PPARs may become the target of cancer treatment. Particularly, PPAR has an important role in carcinogenesis from fatty liver cells. It is expected that the thiazolidinediones (TZDs), which act on PPARγ, can be used to treat hepatocellular carcinoma. TZDs are expected to inhibit the proliferation of hepatocellular carcinoma. Troglitazone was the first TZD to become clinically available. However, troglitazone produced liver damage at a high rate [48] and therefore can no longer be used. Today, we can only use pioglitazone in Japan. Pioglitazone is reported to have a certain therapeutic effect for NASH. Although it has been widely used in clinical practice, sufficient effectiveness has not been reported fore hepatocellular carcinoma. However, aggressive usage has become more difficult, and some reports suggested that pioglitazone caused weight gain and edema as a side effect, and also bladder cancer [49]. However, PPARγ activity exists in other drugs and natural products. For example, telmisartan [50], a kind of angiotensin II receptor blockers that has some PPARγ activity, and side effects such as weight gain do not occur. Chearwae and Bright [46] reported PPARγ agonist, and all-trans retinoic acid combination therapy had strong inhibitory effects on brain tumor stem cells. All-trans retinoic acid is used for acute promyelocytic leukemia (APL). Such use of retinoic acid is a differentiation induction therapy used only in a cancer. APL is caused by abnormal molecules called PML/RARα made by translocation t(15; 17).

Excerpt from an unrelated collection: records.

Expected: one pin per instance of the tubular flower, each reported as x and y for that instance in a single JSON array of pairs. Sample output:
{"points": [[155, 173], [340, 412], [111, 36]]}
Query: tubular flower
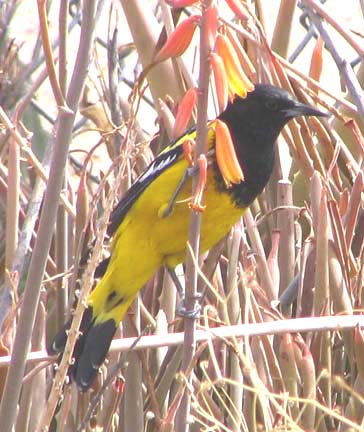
{"points": [[179, 40], [238, 8], [221, 82], [239, 83], [179, 4], [184, 112], [226, 158], [196, 203], [211, 17]]}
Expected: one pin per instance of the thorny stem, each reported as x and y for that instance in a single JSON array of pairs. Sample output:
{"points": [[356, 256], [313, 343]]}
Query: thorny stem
{"points": [[8, 407], [195, 222]]}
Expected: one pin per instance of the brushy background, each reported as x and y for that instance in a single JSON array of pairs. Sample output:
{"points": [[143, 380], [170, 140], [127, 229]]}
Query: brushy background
{"points": [[298, 252]]}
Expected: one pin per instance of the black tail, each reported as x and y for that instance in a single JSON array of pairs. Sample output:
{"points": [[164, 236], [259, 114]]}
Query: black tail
{"points": [[90, 350]]}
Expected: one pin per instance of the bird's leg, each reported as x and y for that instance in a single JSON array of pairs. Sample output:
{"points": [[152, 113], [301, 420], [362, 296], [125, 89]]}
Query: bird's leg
{"points": [[169, 208], [181, 309], [189, 172]]}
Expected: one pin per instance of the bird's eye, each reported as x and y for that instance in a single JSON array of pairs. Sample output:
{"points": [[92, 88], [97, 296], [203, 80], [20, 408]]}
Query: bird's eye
{"points": [[271, 105]]}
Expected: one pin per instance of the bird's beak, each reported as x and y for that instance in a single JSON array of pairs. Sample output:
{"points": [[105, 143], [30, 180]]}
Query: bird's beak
{"points": [[300, 109]]}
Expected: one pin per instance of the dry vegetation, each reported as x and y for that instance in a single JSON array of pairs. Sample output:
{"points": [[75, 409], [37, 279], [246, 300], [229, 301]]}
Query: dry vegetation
{"points": [[293, 264]]}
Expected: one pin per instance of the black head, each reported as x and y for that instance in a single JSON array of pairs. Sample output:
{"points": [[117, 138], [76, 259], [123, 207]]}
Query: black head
{"points": [[266, 110], [255, 123]]}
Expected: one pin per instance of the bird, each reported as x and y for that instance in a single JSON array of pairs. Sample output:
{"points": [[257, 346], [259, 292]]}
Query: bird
{"points": [[146, 237]]}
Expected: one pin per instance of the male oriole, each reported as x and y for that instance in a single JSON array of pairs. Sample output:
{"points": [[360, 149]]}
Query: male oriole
{"points": [[146, 237]]}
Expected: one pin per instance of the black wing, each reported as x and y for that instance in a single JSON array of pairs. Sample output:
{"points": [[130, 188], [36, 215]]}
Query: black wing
{"points": [[163, 161]]}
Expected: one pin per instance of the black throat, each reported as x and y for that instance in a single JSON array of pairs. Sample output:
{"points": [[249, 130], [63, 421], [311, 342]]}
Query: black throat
{"points": [[254, 146]]}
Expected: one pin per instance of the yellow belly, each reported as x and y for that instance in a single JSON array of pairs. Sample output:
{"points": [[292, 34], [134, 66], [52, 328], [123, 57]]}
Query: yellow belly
{"points": [[145, 240]]}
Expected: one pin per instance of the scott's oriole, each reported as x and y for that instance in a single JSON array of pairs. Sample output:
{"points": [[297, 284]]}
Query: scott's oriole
{"points": [[146, 237]]}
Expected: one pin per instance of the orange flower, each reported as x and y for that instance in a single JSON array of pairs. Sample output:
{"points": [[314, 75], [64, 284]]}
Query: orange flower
{"points": [[221, 82], [184, 112], [226, 158], [196, 203], [238, 8], [239, 83], [179, 40]]}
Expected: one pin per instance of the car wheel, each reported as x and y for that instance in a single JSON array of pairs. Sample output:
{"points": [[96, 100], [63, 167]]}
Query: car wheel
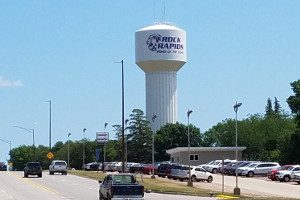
{"points": [[286, 178], [250, 174], [209, 179], [193, 178]]}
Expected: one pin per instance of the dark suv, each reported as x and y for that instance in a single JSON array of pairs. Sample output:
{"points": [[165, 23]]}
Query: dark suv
{"points": [[33, 168]]}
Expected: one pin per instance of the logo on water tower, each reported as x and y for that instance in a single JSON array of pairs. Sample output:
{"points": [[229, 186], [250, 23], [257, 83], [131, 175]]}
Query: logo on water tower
{"points": [[164, 44]]}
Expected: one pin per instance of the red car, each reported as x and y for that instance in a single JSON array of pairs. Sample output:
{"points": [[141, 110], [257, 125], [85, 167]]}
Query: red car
{"points": [[271, 174]]}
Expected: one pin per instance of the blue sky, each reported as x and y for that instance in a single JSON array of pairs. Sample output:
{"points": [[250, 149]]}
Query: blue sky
{"points": [[64, 51]]}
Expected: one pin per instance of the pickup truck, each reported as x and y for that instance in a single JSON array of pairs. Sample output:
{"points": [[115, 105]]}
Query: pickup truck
{"points": [[120, 186]]}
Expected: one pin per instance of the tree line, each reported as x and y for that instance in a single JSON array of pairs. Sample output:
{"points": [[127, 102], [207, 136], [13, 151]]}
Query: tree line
{"points": [[271, 136]]}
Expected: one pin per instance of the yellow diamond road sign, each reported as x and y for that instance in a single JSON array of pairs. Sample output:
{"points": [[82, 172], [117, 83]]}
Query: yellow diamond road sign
{"points": [[50, 155]]}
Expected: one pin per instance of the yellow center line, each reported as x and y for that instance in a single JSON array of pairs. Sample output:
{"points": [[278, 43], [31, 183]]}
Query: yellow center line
{"points": [[226, 197], [37, 185]]}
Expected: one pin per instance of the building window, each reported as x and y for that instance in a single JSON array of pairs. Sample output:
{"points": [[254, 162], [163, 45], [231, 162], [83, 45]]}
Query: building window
{"points": [[194, 157]]}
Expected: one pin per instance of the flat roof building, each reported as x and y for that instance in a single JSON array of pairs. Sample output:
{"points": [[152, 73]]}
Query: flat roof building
{"points": [[202, 155]]}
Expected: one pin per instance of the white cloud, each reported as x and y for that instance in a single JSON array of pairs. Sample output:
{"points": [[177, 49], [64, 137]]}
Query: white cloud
{"points": [[5, 83]]}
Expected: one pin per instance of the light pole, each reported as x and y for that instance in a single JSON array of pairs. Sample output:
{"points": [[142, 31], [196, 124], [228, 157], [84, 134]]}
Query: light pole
{"points": [[236, 190], [50, 111], [190, 183], [126, 150], [30, 131], [104, 150], [69, 149], [123, 137], [83, 152], [8, 142], [154, 116]]}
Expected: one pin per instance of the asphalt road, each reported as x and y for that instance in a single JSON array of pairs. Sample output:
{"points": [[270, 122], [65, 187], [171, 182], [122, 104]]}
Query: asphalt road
{"points": [[60, 187]]}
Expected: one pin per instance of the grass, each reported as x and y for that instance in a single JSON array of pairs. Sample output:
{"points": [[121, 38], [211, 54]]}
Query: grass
{"points": [[160, 186]]}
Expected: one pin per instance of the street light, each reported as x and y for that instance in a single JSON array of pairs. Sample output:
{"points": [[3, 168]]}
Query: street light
{"points": [[69, 149], [190, 183], [123, 137], [236, 190], [83, 131], [30, 131], [8, 142], [104, 150], [153, 120], [49, 124], [126, 149]]}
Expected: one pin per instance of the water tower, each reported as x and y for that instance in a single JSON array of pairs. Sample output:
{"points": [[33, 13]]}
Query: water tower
{"points": [[160, 51]]}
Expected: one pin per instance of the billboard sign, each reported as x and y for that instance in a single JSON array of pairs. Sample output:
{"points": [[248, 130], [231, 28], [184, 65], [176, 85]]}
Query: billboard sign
{"points": [[102, 137]]}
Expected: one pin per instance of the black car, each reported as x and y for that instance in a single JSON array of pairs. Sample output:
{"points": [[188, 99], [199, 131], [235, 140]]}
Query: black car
{"points": [[33, 168]]}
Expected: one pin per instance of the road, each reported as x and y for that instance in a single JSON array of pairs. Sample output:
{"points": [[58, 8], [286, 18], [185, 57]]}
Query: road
{"points": [[257, 186], [59, 187]]}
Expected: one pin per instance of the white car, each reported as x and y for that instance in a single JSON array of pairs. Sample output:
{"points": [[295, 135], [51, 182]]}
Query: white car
{"points": [[215, 166], [183, 172], [258, 169], [212, 166], [200, 174], [287, 175], [297, 177]]}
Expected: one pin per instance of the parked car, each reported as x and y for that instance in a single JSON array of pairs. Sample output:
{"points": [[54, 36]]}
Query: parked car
{"points": [[175, 171], [33, 168], [136, 168], [297, 177], [272, 174], [120, 186], [169, 169], [259, 169], [148, 169], [162, 168], [200, 174], [58, 166], [288, 174]]}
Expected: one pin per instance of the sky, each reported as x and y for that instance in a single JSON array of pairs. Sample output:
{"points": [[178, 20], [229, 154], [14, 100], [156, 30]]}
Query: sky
{"points": [[65, 51]]}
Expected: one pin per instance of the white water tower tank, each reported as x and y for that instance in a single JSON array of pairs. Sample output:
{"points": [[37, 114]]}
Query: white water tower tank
{"points": [[160, 51]]}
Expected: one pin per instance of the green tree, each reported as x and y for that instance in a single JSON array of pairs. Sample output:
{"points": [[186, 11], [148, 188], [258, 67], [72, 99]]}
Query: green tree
{"points": [[269, 108], [277, 107], [294, 101], [293, 154], [175, 135]]}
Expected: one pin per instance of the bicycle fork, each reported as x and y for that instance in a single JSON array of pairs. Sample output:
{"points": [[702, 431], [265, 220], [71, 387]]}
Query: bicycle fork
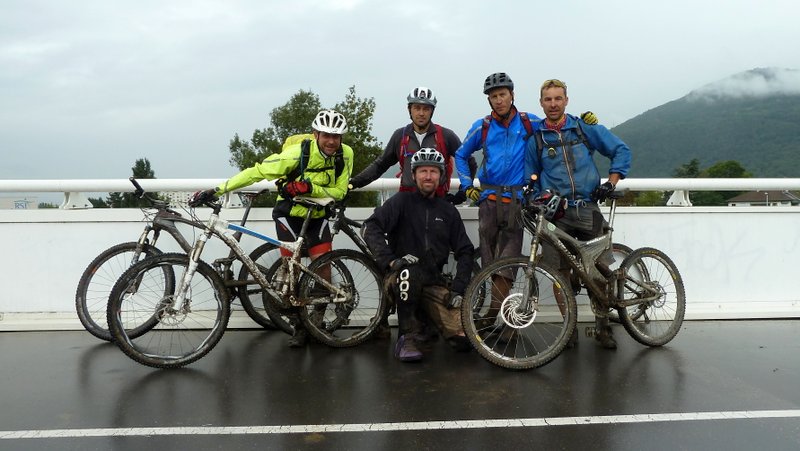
{"points": [[181, 300]]}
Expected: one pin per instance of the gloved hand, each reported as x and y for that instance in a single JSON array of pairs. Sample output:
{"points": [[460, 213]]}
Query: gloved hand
{"points": [[602, 191], [201, 197], [402, 262], [455, 300], [456, 199], [295, 188], [473, 193], [589, 118]]}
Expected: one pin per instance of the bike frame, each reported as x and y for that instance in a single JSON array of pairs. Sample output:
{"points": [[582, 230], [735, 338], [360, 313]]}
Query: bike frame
{"points": [[583, 255], [220, 228]]}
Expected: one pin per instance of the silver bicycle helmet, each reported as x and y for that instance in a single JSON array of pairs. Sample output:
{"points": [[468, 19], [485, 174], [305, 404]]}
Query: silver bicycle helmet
{"points": [[330, 121], [497, 80], [427, 157], [422, 95]]}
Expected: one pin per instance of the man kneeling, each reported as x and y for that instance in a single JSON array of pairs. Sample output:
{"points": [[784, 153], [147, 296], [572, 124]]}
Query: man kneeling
{"points": [[422, 229]]}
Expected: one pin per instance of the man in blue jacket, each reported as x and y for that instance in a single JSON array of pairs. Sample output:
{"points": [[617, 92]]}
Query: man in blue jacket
{"points": [[411, 236], [560, 155], [502, 136]]}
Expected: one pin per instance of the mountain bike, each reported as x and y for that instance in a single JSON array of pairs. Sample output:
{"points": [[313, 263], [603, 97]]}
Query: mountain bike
{"points": [[338, 222], [528, 315], [266, 257], [181, 305], [96, 281]]}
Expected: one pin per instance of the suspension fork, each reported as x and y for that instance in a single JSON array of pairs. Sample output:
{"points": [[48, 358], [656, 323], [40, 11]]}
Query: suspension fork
{"points": [[194, 259], [143, 240]]}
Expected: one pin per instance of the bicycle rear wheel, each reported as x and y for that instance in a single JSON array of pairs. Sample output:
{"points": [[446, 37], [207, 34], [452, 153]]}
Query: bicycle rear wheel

With PPAR agonists alone, it is difficult to treat cancer. However, there is a possibility for its use in the treatment of HCC in the future, such as in combination with molecular target drugs like retinoic acid. Therefore, curative effects for HCC are expected in the future.

7. Conclusion

PPARs play an important role in the generation of fatty liver. Abnormal stimulation of PPARα generates HCC through fatty liver. Particularly, infection of HCV causes abnormal stimulation of PPARα. In HCC, it is not clear whether PPARγ promotes cancer or can control it. At present, PPARγ suppresses cancer in vitro. Some reports describe that PPARγ affects control of cancer stem cells. In cancer stem cell theory, it is thought that cancer stem cells participate in chemoresistance and recurrence. Accordinly, it is important to induce cancer stem cells to become noncancer stem cells (mature cancer cells). Nuclear receptor agonists like PPARs might be the key for differentiation therapy. PPARs might be useful to target cancer stem cells in inducing the differentiation of HCC, because the expression of PPARs has been implicated in the regulation of cell cycle of hepatocytes and adipocytes in the liver.